Canetti ist mit diesem Buch der Ein-Roman-Autor geblieben, den es übrigens häufig gibt und der in der Literaturgeschichte manch fruchtbare Verwirrung gestiftet hat, denken wir nur an Djuna Barnes. Es ist, als hätte er sich damit zu weit vorgewagt, man spürt geradezu das Erschrecken. Er bricht ab und findet später nicht mehr jene revolutionäre Gelassenheit, um die »Komödie an Irren« (wie er das selbst einmal genannt hat) fortzusetzen. Sieben Bände hatte er geplant, wahrhaft eine »Universalgeschichte der Verruchtheit« wäre das geworden. Irritiert von den Perversionen der Macht und den Massenbewegungen (die »Blendung« hatte er 1930 abgeschlossen), widmete er sich ihrer Analyse und breitete damit jenen Humus aus, in dem diese spukhaft-grotesken Gestalten und irrlichternd-wahnwitzigen Situationen erst entstehen konnten. Zwanzig Jahre arbeitete er am ersten Teil von »Masse und Macht«, einer großangelegten kulturphilosophischen Untersuchung; weniger eine Gesellschaftslehre als vielmehr die Aufdeckung von Strukturen und Archetopoi in Massenbewegungen und Machtverhältnissen, der Einfluß von Mythen und ihren neueren Verwandten, den Ideologien.
Als er das Manuskript beendet, schreibt er in sein Tagebuch: »Wie immer ich es ansehe, mein ganzes erwachsenes Leben war von diesem Buch erfüllt, aber seit ich in England lebe, also seit über zwanzig Jahren, habe ich, wenn auch mit tragischen Unterbrechungen, kaum an etwas anderem gearbeitet. War es diesen Aufwand wert? Sind mir viele andere Werke entgangen? Wie soll ich es sagen? Ich mußte tun, was ich getan habe. Ich stand unter einem Zwang, den ich nie begreifen werde. – Ich habe davon gesprochen, bevor viel mehr als die Absicht zu dem Buche da war.
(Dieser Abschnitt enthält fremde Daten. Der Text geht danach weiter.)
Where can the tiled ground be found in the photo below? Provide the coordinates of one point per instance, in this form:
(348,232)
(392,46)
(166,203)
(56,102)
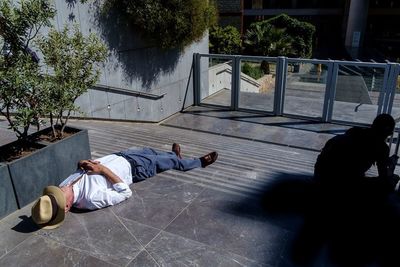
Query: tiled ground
(248,209)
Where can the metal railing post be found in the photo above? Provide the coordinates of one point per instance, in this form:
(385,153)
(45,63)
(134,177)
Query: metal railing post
(280,81)
(328,88)
(384,94)
(332,91)
(392,85)
(196,79)
(235,90)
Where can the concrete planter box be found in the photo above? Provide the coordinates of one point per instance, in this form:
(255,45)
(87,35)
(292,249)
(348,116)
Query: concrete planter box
(8,202)
(49,165)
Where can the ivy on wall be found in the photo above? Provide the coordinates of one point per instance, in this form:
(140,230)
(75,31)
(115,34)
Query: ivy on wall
(301,32)
(167,23)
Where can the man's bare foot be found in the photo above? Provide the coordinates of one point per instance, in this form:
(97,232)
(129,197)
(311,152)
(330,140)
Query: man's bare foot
(176,148)
(208,159)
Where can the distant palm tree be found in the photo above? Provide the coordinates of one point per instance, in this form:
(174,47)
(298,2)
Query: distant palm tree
(267,40)
(263,39)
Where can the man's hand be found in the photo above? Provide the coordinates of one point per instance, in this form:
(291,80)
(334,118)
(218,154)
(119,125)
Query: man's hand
(91,166)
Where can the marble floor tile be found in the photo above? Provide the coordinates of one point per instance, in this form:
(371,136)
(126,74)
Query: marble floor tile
(172,250)
(97,233)
(43,252)
(143,259)
(162,184)
(232,231)
(153,209)
(9,238)
(142,233)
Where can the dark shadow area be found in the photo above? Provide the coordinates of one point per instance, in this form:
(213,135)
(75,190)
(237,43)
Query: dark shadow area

Ich habe es mit dem größten Anspruch angemeldet, um mich besser daran zu ketten. Während jeder, der mich kannte, mich dazu antrieb, es zu vollenden, habe ich es nicht um eine Stunde früher abgeschlossen, als mir richtig schien. Die besten Freunde, die ich hatte, verloren in den Jahren ihren Glauben an mich, es dauerte zu lange, ich konnte es ihnen nicht verargen. Jetzt sage ich mir, daß es mir gelungen ist, dieses Jahrhundert an der Gurgel zu packen.«
Das weiß er. Aber er weiß auch: »Der Ruhm ist feil, aber nur im Augenblick. Auf die Dauer ist er unberechenbar, und dies ist das Einzige, was mit ihm versöhnt.«
Das Buch wird in England und Frankreich leidenschaftlicher diskutiert als in Deutschland, für das es in erster Linie gedacht war. Nämlich als Anamnese. Deutsche Kritiker haben ihm vorgeworfen, daß er darin Marx und Engels nicht zitiere. Das sagt genug...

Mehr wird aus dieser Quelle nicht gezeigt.